For an ocelot in Texas—with only a few thousand free acres of possible habitat, separated by vast tracts of farms, ranches, development and highways— finding a territory is especially challenging. One young male from the Yturria Ranch managed to cross a 27- mile gantlet of highways, roads and farmland before being hit by a car and killed near Harlingen.

“Vehicles are the enemy,” says Tewes. “In the last few years at least 20 ocelots have been killed by them.” The Texas Department of Transportation has been experimenting with culvert underpasses for ocelots and other wildlife, and the FWS is continuing its 20-year project to develop a wildlife corridor along the Rio Grande.

“Once an ocelot does get a territory, it takes a lot of the male’s time to access females and defend his right to them,” says Tewes. A case in point, he says, involved “a macho male that I had tracked for a couple of years at LANWR. Soon M61, as we called him, moved in on a female, F30, who was already part of the harem of the resident male, M35. M61 kicked M35 out of F30’s life. When M35 got killed by a car, M61 moved in, grabbing territory right and left and, with a certain bravado, claiming another M35 female as well.”

Females, too, have to fight for goodquality range. F88, known as Sabia, is one example. Laack first found her as a 2-week-old kitten in 1985. She soon discovered that the cat didn’t hesitate to assert herself, and F88 picked up scars from many battles. First she chased away another female from a sub-territory she inherited from her mother. But she seemed to dream of greener pastures— or perhaps pricklier ones. By February 1988, when she was 2 years old, she had established a home range on the choicest parcel around the Granjeno, a little more than a mile from her birthplace. Here Laack tracked her for ten years, losing her once for five years when her collar dropped off, only to retrap her in 1996, then lose her again in 1998.
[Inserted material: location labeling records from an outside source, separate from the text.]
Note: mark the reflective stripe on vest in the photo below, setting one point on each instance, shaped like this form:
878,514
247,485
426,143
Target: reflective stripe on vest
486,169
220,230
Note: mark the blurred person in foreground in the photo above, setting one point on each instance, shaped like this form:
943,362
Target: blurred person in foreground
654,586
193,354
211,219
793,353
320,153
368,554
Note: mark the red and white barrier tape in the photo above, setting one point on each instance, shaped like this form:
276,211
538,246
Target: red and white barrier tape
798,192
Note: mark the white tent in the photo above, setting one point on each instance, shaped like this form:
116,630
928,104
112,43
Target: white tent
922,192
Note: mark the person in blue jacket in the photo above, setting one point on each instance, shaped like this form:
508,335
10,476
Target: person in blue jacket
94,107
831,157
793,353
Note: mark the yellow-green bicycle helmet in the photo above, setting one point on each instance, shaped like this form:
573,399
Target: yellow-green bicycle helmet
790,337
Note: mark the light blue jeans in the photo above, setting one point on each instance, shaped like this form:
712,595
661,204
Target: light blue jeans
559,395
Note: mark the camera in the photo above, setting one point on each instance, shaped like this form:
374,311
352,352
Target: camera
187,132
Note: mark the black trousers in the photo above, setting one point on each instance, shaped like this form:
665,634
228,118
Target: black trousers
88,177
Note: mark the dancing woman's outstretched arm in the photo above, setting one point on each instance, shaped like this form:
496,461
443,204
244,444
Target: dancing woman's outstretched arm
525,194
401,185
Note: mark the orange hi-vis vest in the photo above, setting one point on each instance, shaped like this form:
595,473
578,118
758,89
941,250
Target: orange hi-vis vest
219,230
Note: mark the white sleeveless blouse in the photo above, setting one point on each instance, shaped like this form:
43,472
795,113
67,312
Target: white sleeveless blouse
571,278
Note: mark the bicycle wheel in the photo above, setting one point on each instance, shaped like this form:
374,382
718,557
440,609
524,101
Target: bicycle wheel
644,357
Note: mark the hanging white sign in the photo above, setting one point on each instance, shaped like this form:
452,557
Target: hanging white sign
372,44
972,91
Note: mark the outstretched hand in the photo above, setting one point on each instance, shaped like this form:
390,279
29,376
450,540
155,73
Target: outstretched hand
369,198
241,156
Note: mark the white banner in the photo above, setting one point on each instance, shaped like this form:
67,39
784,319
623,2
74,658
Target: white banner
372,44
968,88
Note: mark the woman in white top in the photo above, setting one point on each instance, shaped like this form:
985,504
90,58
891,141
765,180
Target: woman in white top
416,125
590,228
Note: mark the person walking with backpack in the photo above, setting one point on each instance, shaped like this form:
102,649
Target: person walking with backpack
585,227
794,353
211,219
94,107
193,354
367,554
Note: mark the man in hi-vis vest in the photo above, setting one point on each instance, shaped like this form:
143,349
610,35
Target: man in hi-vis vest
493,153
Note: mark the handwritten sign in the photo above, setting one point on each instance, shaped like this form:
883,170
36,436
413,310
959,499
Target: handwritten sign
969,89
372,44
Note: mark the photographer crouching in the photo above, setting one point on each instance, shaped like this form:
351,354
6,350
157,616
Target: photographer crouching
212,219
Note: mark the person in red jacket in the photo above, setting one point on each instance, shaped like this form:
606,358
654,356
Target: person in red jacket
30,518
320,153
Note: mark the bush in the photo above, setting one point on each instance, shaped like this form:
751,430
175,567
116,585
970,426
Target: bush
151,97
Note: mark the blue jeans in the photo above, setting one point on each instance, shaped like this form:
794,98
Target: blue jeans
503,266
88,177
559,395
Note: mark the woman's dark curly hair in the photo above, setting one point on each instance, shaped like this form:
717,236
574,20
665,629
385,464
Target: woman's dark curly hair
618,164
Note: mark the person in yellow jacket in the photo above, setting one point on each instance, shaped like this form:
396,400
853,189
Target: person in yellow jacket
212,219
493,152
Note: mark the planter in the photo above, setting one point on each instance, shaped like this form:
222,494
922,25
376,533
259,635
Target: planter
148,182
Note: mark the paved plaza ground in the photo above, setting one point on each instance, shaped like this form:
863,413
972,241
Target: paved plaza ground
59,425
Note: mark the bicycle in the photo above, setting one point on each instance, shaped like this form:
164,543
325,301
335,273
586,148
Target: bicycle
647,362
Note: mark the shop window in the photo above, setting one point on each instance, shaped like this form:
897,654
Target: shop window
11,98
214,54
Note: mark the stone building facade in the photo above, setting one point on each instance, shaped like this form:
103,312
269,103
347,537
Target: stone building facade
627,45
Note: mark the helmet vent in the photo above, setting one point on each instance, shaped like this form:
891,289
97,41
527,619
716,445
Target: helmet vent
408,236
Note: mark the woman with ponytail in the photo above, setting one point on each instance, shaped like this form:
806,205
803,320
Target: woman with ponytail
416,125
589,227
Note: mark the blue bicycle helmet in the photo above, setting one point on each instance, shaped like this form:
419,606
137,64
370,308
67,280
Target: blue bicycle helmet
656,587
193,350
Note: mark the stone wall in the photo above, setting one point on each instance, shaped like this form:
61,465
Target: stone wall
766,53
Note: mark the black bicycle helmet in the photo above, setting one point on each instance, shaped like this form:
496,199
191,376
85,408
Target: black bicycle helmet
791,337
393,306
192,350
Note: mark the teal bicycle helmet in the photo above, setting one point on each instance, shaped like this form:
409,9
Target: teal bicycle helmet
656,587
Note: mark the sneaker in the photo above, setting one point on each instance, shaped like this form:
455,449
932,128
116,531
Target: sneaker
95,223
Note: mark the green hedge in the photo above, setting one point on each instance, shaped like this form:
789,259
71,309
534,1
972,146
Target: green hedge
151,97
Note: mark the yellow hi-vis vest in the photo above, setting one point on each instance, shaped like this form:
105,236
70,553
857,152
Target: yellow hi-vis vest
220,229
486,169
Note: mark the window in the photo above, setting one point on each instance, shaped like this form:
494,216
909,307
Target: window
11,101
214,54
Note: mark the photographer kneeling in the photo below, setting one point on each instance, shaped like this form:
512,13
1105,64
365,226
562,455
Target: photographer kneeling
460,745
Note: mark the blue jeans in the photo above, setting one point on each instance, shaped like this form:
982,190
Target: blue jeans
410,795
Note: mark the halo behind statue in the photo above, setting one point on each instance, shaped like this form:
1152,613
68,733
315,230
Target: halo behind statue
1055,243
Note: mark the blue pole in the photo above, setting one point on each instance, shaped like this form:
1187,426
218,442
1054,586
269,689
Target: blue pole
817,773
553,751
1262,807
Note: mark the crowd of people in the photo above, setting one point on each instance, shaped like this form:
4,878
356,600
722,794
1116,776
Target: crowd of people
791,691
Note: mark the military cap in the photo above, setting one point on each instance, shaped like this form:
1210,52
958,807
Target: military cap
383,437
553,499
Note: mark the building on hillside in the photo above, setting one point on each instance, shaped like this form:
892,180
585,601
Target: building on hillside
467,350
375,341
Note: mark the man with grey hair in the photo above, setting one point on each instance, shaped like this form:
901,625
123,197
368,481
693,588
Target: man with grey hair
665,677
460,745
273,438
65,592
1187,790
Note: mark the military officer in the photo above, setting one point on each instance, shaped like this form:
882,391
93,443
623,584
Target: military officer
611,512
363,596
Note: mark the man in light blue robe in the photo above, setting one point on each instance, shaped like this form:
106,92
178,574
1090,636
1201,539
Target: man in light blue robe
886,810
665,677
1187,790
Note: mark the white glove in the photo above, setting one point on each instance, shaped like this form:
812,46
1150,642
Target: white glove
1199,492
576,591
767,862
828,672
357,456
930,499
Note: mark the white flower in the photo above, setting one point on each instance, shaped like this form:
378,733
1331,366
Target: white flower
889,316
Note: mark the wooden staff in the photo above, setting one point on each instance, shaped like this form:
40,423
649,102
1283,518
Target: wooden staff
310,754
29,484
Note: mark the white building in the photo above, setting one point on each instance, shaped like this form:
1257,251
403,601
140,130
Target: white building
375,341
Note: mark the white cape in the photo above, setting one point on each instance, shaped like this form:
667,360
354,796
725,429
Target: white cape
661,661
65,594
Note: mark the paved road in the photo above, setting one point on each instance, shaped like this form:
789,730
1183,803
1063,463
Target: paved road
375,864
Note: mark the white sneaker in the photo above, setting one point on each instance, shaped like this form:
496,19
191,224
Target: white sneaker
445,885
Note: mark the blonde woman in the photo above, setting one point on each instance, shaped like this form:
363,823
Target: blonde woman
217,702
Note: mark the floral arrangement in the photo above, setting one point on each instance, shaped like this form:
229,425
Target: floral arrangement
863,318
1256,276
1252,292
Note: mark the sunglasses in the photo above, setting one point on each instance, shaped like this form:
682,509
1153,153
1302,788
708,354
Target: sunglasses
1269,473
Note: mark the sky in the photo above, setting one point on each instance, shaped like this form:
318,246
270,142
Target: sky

At dusk one day, I am alone again in a borrowed pickup truck, patrolling LANWR and hoping for another ocelot sighting. Peccaries play on the road, looking in the fading light like rollicking plush toys. A flock of redhead ducks passes over, and a pair of ospreys leap from one dead yucca to another. Then, high on a hill above the laguna, a good-sized cat strides along the ledge of an overlook used by bird-watchers. A bobcat? Too refined, I think. Although bobcats and ocelots weigh about the same, a bobcat is the tough-guy rugby fan in full bellow, while an ocelot is the reserved spectator at Wimbledon’s center court. When darkness falls, I hear a distinct meow.

Back at LANWR headquarters, I keep my own counsel. Who would believe that I spotted another ocelot? A week later, though, Laack e-mails me: “You are going to be so envious. I trapped a new male ocelot!” Sure enough, it turns out she trapped it near the bird-watcher overlook. A few days later she phones: “We got another one—a female!” Subsequent radio tracking confirms that the two cats are staying in the area and are even hanging out together. “Now that,” says Laack, “makes me cautiously optimistic about the future of the Texas ocelot.”